TechWorkRamblings

by Mike Kalvas

202512041433 Staff engineers should provide technical clarity

#wip #new

In an organization, technical clarity is when non-technical decision makers have a good-enough practical understanding of what changes they can make to their software systems.1

Technical clarity in an organization can be the difference between a functional engineering group and a completely dysfunctional one.1

The default quantity of technical clarity in an organization is very low. In other words, decision-makers at tech companies are often hopelessly confused about the technology in question.1

From the perspective of non-technical leaders, those engineers are an abstraction around technical complexity.1

If I say “no problem, we’ll be able to roll back safely”, I’m not as confident as I appear. When I’m giving my opinion on a technical topic, I top out at 95% confidence - there’s always a 5% chance that I missed something important - and am usually lower than that. I’m always at least a little bit worried.

Why am I worried if I’m 95% sure I’m right? Because I’m worrying about the things I don’t know to look for. When I’ve been spectacularly wrong in my career, it’s usually not about risks that I anticipated. Instead, it’s about the “unknown unknowns”: risks that I didn’t even contemplate, because my understanding of the overall system was missing a piece. That’s why I say that shipping a project takes your full attention. When I lead technical projects, I spend a lot of time sitting and wondering about what I haven’t thought of yet.

In other words, even when I’m quite confident in my understanding of the system, I still have a background level of internal paranoia. To provide technical clarity to the organization, I have to keep that paranoia to myself. There’s a careful balance to be struck between verbalizing all my worries - more on that later - and between being so overconfident that I fail to surface risks that I ought to have mentioned.1

Saying that engineers should strive for maximum technical accuracy betrays a misunderstanding of what clarity is.1

Most of my worries are not relevant information to non-technical decision makers. When I’m asked “can we deliver this today”, or “is it safe to roll this feature out”, the person asking is looking for a “yes” or “no”. If I also give them a stream of vague technical caveats, they will have to consciously filter that out in order to figure out if I mean “yes” or “no”. Why would they care about any of the details? They know that I’m better positioned to evaluate the technical risk than them - that’s why they’re asking me in the first place!1

My point is that when you’re talking to the company’s decision-makers, you should commit to a recommendation one way or the other, and only give caveats when the potential risk is extreme or the chances are genuinely high.1

Summary

The highest-leverage work I do is to provide technical clarity to the organization: communicating up to non-technical decision makers to give them context about the software system. This is hard for two reasons. First, even competent engineers find it difficult to answer simple questions definitively about large codebases. Second, non-technical decision makers cannot absorb the same level of technical nuance as a competent engineer, so communicating to them requires simplification.

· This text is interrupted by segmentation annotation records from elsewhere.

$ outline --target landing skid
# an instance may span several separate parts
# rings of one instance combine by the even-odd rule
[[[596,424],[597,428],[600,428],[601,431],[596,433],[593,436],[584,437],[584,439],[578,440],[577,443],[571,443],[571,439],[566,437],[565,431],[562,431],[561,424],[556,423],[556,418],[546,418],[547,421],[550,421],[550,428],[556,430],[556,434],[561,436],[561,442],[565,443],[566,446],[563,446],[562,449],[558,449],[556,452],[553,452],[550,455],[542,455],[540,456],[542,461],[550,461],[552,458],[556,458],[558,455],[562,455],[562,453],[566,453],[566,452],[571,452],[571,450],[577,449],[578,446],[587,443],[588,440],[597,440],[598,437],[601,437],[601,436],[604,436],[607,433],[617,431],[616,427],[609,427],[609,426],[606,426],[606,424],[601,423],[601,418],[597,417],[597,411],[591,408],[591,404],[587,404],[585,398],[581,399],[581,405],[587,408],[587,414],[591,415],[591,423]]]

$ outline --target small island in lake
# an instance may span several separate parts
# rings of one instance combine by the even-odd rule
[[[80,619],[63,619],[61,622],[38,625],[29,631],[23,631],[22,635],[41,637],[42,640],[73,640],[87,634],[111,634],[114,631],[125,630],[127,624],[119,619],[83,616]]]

Effectively simplifying complex technical topics requires three things:

  1. Good taste - knowing which risks or context to mention and which to omit4.
  2. A deep technical understanding of the system. In order to communicate effectively, I need to also be shipping code and delivering projects. If I lose direct contact with the codebase, I will eventually lose my ability to communicate about it (as the codebase changes and my memory of the concrete details fades).
  3. The confidence to present a simplified picture to upper management. Many engineers either feel that it’s dishonest, or lack the courage to commit to claims where they’re only 80% or 90% confident. In my view, these engineers are abdicating their responsibility to help the organization make good technical decisions. I write about this a lot more in Engineers who won’t commit.